The Council is required to adopt standards on wages, working conditions, and training. To the extent there is a conflict between standards issued by the Council and the regulations issued by another state agency, the standards issued by the Council apply to fast food restaurant workers and fast food restaurant franchisees and franchisors, and the conflicting regulations of the other state agency have no force or effect with respect to fast food restaurant workers, franchisees, or franchisors.
In addition, any minimum wage established by the Council must cannot exceed $22 per hour during calendar year 2023. On January 1, 2024 and annually thereafter, the highest hourly minimum wage that can be established by the Council cannot increase by more than 3.5% or the rate of change in the averages of the most recent period for the U.S. Bureau of Labor Statistics adjusted US CPI for urban wage earners and clerical workers.
The Council would not be permitted to promulgate regulations creating new paid time off benefits or predictable scheduling. For minimum standards related to health and safety of employees, the Council is required to petition Cal-OSHA for the adoption, amendment, or repeal of any occupational safety and health standard.
The Council is required to conduct a full review of the adequacy of the minimum fast food restaurant health, safety, and employment standards at least once every three years and make recommendations of any standards. The Council must also hold meetings or hearings not less than every six months.
The Council can coordinate with local agencies and those local jurisdictions with a population of 200,000 or more may establish a Local Fast Food Council, which is to hold periodic meetings. The local council can provide written recommendation to the Council. The local councils must comply with open meeting laws.
Although the Council’s standards for minimum wages, maximum hours of work, and other working conditions are those for purposes of state law, local jurisdictions can exercise their police powers to establish more protective local standards.
The Labor Commissioner and the Division of Labor Standards Enforcement would enforce the Council’s standards. Occupational safety and health violations would be enforced by Cal-OSHA. The Civil Rights Department would enforce the discrimination, harassment, and related retaliation laws. There are specified rules for issuing and contesting citations.
A standard by the Council does not supersede a standard covered by a valid collective bargaining agreement if the agreement expressly provides for the wages, hours of work, and working conditions of employees, as well as a regular rate of pay not less than 30% more than the state minimum wage for those employees. On January 1, 2029, the Council will cease operations.
A fast food restaurant operator is prohibited from discharging, discriminating, or retaliating against any employee for any of three specified reasons.
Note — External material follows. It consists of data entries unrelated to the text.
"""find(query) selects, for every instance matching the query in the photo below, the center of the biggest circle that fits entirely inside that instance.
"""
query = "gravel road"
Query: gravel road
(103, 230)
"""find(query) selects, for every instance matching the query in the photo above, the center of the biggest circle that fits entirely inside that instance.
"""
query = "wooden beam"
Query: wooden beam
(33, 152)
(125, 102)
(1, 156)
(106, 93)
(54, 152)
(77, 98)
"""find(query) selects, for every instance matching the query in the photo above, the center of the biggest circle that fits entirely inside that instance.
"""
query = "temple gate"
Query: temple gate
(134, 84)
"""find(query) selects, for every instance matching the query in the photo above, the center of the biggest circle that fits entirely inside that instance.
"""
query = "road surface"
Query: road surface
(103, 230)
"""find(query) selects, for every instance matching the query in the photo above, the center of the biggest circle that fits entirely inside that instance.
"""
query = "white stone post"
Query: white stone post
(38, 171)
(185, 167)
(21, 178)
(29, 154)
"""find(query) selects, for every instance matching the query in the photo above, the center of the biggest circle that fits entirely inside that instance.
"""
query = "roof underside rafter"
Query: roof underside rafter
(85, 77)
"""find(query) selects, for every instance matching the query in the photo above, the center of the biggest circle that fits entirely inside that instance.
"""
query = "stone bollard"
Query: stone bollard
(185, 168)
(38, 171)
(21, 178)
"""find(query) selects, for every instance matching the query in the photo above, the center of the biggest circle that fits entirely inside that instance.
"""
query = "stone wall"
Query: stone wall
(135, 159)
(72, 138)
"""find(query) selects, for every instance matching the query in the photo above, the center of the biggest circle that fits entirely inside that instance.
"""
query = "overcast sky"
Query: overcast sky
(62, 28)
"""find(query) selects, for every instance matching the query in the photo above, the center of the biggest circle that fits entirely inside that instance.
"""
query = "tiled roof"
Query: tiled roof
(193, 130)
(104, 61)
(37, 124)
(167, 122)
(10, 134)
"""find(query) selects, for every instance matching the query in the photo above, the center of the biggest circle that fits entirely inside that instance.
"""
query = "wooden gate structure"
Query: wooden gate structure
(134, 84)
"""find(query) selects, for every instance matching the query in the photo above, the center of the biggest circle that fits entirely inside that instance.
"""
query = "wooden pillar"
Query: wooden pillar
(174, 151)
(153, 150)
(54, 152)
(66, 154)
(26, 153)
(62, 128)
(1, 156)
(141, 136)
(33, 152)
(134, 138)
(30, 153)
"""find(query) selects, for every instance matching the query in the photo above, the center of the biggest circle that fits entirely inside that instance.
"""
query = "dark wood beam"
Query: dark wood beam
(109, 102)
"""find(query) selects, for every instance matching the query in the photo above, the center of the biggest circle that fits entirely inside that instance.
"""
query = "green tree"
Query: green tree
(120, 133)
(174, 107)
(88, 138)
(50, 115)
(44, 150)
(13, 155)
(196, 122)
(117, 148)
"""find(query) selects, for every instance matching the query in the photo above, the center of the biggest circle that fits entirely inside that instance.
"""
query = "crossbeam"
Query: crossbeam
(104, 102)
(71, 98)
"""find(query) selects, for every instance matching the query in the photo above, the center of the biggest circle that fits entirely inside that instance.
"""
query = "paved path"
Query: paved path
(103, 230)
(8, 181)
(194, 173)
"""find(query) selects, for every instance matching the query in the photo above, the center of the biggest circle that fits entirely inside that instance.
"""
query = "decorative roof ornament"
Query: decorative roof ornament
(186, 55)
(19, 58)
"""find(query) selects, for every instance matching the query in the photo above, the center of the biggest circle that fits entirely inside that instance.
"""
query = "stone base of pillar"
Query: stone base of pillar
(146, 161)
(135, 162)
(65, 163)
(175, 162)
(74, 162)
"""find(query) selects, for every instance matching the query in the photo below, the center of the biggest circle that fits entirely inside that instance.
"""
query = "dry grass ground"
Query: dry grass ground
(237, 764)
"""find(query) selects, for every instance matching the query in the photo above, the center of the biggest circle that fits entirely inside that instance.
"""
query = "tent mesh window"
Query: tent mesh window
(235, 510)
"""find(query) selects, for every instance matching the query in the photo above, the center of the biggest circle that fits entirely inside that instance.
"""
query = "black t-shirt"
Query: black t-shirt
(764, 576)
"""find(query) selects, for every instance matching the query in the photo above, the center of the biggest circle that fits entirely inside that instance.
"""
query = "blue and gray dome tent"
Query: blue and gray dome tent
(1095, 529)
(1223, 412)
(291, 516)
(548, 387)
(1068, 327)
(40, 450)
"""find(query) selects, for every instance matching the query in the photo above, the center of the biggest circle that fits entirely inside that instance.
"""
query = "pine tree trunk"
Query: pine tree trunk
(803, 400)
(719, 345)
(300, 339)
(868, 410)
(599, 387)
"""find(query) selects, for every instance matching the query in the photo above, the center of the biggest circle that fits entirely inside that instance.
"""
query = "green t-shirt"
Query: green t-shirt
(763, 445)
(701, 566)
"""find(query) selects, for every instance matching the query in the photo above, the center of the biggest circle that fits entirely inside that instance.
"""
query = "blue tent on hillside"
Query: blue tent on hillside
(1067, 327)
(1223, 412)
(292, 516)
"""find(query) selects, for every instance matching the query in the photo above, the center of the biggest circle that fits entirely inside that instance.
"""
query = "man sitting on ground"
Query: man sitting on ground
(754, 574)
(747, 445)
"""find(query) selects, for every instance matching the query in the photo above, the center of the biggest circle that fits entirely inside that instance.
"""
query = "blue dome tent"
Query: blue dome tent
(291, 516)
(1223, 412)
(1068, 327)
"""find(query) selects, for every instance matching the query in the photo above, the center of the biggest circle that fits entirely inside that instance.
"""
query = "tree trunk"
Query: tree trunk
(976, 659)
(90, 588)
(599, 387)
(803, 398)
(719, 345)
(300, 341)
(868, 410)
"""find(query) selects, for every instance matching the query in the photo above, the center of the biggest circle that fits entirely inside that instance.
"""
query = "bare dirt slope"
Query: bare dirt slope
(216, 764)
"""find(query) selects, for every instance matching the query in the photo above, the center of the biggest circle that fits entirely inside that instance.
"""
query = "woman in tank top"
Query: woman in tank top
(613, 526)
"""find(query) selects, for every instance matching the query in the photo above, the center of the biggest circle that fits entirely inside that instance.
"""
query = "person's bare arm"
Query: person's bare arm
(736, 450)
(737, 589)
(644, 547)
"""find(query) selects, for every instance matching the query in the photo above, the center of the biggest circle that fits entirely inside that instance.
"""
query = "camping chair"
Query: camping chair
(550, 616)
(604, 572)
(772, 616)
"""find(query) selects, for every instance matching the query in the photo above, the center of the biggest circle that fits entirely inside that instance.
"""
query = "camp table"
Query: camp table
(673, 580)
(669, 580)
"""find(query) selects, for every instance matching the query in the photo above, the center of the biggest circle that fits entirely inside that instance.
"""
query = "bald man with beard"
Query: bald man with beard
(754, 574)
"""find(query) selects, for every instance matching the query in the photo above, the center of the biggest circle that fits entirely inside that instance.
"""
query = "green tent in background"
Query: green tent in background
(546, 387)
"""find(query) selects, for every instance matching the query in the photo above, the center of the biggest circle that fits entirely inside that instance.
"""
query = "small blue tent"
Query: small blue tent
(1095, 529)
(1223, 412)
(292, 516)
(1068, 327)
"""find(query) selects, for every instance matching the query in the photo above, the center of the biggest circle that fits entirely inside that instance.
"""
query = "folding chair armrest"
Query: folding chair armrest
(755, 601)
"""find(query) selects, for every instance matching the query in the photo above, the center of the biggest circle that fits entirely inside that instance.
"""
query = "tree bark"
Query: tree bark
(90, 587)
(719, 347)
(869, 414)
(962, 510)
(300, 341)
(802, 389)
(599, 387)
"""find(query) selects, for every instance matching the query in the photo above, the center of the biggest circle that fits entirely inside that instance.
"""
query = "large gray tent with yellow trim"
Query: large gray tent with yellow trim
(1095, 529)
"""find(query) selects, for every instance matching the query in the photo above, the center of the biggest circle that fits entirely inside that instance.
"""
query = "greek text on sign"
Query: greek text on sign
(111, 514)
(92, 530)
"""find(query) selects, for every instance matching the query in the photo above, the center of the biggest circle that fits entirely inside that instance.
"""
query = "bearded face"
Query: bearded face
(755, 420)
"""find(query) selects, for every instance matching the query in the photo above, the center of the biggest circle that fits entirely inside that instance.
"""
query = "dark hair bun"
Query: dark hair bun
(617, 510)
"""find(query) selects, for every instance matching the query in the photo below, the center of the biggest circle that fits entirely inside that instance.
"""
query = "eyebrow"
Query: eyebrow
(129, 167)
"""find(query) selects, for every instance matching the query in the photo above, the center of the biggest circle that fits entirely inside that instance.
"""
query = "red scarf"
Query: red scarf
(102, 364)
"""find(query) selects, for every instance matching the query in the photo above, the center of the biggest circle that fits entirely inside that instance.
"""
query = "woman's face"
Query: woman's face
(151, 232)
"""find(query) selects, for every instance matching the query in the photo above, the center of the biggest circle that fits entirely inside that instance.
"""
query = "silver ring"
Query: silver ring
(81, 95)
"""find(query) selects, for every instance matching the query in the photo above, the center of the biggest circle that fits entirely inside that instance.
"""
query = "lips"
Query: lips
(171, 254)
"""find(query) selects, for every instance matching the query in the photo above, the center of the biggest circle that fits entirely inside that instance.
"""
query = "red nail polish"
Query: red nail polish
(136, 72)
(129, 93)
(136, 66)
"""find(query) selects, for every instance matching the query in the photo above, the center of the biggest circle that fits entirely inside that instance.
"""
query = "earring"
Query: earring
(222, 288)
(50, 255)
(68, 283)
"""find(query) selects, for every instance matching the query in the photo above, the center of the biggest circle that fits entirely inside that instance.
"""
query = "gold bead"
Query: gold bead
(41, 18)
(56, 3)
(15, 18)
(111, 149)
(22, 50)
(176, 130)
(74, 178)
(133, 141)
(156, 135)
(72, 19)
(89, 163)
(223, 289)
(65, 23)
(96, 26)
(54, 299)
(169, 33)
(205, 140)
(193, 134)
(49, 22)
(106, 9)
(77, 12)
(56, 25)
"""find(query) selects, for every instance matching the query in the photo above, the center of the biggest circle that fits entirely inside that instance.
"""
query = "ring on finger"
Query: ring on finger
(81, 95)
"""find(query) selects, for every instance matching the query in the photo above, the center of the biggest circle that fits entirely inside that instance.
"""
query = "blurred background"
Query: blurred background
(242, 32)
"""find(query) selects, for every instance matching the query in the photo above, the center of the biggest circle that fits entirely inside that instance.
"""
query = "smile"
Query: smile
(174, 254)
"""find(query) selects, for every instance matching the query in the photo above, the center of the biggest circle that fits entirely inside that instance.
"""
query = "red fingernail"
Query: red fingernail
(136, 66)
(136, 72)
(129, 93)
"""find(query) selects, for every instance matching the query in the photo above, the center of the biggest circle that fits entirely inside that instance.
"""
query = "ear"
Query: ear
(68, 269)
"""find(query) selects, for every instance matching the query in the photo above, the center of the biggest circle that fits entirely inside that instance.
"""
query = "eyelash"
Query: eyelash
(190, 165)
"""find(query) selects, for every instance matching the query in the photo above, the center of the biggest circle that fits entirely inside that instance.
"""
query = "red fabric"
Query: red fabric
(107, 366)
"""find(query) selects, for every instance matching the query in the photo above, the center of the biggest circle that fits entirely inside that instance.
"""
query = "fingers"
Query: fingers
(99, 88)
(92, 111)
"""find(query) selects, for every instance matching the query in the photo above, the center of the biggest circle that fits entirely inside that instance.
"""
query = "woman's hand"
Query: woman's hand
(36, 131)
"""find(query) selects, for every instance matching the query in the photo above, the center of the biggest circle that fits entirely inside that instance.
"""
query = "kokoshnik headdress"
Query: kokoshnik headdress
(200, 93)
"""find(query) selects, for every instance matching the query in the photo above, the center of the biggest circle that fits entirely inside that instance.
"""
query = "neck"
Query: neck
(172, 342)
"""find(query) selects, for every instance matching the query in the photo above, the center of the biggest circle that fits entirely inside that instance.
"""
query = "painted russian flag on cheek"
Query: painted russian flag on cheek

In such cases, the employee has a private right of action to sue the fast food restaurant operator and be entitled to reinstatement, treble wage damages, and attorney’s fees and costs.
There would be a a rebuttable presumption of unlawful discrimination or retaliation if a fast food restaurant operator discharges or takes any other adverse action against one of its employees within 90 days following the date when the operator had knowledge of that employee’s actions.
Finally, on January 1, 2029 and annually thereafter, if the Council is no longer operative, the minimum wage in effect the preceding December 31 must be increases by either 3.5% of the rate of change in the averages of the most recent period for the U.S. Bureau of Labor Statistics adjusted USCPI for urban wage earners and clerical workers.
Section 5 of the bill provides that no reimbursement is required by the state to a local agency or school district.